Many members of Georgia’s congressional delegation – Democrat and Republican – still remain undecided about final passage of the debt-ceiling deal, but sides are being chosen in a hurry.
On Saturday, U.S. Sen. Johnny Isakson gave a passionate speech about the need to come to an agreement. This afternoon, Politico.com has this line:
Sen. Mary Landrieu (D-La.) said she was inclined to support the plan, as did Sen. Johnny Isakson (R-Ga.) and Sen. Barbara Boxer (D-Calif.)
We have yet to hear from Georgia’s Saxby Chambliss, but the two senators only rarely cancel out one another’s votes. The vote in the Senate is expected tomorrow morning.
In the House, where the vote will come this evening, we may have as many as three “no” votes cast by Georgia members. U.S. Rep. Tom Graves, R-Ranger, and Paul Broun, R-Athens, are solid opponents. Phil Gingrey, R-Marietta, is leaning that way.
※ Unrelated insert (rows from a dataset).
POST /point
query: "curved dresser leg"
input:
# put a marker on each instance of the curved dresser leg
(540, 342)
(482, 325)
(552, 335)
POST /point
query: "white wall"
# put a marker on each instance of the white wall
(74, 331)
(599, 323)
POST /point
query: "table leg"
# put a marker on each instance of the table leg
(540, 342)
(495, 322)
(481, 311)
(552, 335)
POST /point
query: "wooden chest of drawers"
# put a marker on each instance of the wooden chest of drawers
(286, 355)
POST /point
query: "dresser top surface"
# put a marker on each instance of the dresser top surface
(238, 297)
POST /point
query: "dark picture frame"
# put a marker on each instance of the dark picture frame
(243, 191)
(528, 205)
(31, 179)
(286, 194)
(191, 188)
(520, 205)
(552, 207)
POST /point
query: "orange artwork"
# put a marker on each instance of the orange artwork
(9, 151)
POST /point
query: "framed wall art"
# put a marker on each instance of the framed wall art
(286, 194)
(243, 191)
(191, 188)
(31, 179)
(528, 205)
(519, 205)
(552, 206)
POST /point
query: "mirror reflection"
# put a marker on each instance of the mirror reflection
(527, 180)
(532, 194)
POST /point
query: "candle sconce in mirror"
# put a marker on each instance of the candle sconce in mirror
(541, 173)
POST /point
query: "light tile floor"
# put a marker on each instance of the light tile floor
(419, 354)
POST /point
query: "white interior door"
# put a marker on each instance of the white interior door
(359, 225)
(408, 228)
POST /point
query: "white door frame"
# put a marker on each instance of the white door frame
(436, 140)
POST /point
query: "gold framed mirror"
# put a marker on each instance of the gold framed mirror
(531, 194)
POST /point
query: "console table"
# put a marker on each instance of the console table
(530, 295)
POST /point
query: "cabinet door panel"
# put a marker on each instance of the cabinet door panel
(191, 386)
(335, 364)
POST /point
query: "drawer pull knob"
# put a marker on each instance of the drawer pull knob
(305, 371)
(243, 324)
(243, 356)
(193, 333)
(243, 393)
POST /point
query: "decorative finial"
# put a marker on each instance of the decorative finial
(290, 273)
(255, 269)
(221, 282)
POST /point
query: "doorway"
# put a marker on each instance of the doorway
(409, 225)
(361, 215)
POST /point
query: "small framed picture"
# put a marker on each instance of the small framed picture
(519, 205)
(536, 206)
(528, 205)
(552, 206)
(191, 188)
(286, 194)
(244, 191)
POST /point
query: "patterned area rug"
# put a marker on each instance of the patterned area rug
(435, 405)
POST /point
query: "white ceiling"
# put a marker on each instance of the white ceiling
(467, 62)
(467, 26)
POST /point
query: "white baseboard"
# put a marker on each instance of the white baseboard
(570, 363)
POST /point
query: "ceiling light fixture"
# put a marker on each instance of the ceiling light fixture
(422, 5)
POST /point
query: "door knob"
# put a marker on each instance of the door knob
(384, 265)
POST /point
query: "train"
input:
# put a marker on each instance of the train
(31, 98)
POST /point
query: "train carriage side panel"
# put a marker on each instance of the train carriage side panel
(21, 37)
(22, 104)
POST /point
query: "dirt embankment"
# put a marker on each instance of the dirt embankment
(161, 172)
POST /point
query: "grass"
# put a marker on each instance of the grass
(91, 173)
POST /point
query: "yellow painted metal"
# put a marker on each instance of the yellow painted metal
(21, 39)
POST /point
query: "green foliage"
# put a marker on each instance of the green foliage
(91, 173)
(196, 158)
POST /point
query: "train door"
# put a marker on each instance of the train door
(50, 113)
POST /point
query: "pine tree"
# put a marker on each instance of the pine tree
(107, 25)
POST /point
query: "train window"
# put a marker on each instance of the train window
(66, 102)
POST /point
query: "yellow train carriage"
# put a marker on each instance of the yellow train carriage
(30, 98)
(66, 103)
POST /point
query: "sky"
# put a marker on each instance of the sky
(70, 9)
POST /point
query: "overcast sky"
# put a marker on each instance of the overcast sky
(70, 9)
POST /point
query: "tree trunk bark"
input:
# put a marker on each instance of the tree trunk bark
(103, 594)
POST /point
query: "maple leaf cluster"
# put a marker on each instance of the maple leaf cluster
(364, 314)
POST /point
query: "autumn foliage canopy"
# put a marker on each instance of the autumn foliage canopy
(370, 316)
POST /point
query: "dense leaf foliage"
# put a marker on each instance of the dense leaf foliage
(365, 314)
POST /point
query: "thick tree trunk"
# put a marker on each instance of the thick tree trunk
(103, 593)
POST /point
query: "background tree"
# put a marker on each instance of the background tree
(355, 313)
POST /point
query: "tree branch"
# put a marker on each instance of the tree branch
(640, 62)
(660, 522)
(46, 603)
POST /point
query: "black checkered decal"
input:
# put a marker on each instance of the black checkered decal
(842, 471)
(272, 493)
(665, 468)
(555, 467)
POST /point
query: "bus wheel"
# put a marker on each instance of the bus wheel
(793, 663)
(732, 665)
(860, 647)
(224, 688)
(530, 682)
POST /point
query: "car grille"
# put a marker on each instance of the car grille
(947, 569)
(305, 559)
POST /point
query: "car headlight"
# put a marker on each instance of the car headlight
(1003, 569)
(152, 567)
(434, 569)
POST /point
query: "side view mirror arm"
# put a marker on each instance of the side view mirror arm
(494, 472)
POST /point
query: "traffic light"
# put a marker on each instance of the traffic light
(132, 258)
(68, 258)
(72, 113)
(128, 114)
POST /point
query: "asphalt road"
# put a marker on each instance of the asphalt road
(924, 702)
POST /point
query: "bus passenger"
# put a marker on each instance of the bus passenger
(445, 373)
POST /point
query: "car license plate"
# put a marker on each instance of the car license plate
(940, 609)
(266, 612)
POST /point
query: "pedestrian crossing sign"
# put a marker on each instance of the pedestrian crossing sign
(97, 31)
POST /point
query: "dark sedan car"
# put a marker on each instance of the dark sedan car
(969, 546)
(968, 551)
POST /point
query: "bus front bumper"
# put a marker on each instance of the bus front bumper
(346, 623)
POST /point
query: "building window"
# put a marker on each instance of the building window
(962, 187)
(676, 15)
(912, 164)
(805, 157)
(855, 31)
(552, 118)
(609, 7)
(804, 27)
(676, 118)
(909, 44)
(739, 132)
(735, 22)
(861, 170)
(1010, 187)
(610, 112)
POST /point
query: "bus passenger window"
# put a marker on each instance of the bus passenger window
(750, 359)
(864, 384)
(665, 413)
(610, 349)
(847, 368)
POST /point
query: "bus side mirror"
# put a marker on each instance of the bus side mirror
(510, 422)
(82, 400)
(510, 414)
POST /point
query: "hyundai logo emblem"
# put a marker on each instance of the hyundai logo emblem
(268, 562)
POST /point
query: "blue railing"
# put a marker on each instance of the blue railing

“I took the pledge that I would not vote to increase the debt ceiling by one penny unless the balanced budget amendment was sent to the states for their ratification. So this doesn’t do that – it’s backing up a little bit from what we did last Friday,” Gingrey told Scott MacFarlane of Channel 2 Action News. Gingrey also said he was concerned about cuts to the defense budget that might be forced in future negotiations.
On the “yes” side, count U.S. Reps. Tom Price, R-Roswell; Rob Woodall, R-Lawrenceville, and David Scott, D-Atlanta.
Said Price, to MacFarlane:“The principles that we have stuck to is that there ought to be no tax increases, and that for any increase in the debt ceiling, there ought to be at least a similar dollar figure reduction in spending. And this proposal actually sticks to it.” The bill also, Price said, forces the House and Senate to vote on a balanced budget amendment.
From Woodall, serving his first term: “I’m a yes vote. This gets me exactly what I needed. It gets me cuts immediately to spending. It gets me capped spending going forward. All importantly, it gets me a vote on the balanced budget amendment, which we haven’t had in 15 years.”
David Scott was one of the few Georgia Democrats to show his hand. “We’ve got to force one reality. This country cannot afford to default,” he said. The Atlanta congressman cited satisfaction with protections for federal programs that deal with the poor and the elderly.
House members listed as undecided include:
– Jack Kingston, R-Savannah, though his comments about the deal have been favorable. Spokesman Chris Crawford confirmed at 4 p.m. or so that his boss still hasn’t made a final call.
– Sanford Bishop, D-Albany — in the past he’s been a solid vote for the Obama administration;
– Austin Scott, R-Tifton;
– Lynn Westmoreland, R-Coweta County;
– Hank Johnson, D-Decatur;
– John Lewis, D-Atlanta;
– and John Barrow, D-Savannah.
The sooner this horse opera ends, the better. A new Washington Post poll notes this:
Asked for single-word characterizations of the budget negotiations, the top words in the poll — conducted in the days before an apparent deal was struck — were “ridiculous,” “disgusting” and “stupid.” Overall, nearly three-quarters of Americans offered a negative word; just 2 percent had anything nice to say.
“Ridiculous” was the most frequently mentioned word among Democrats, Republicans and independents alike.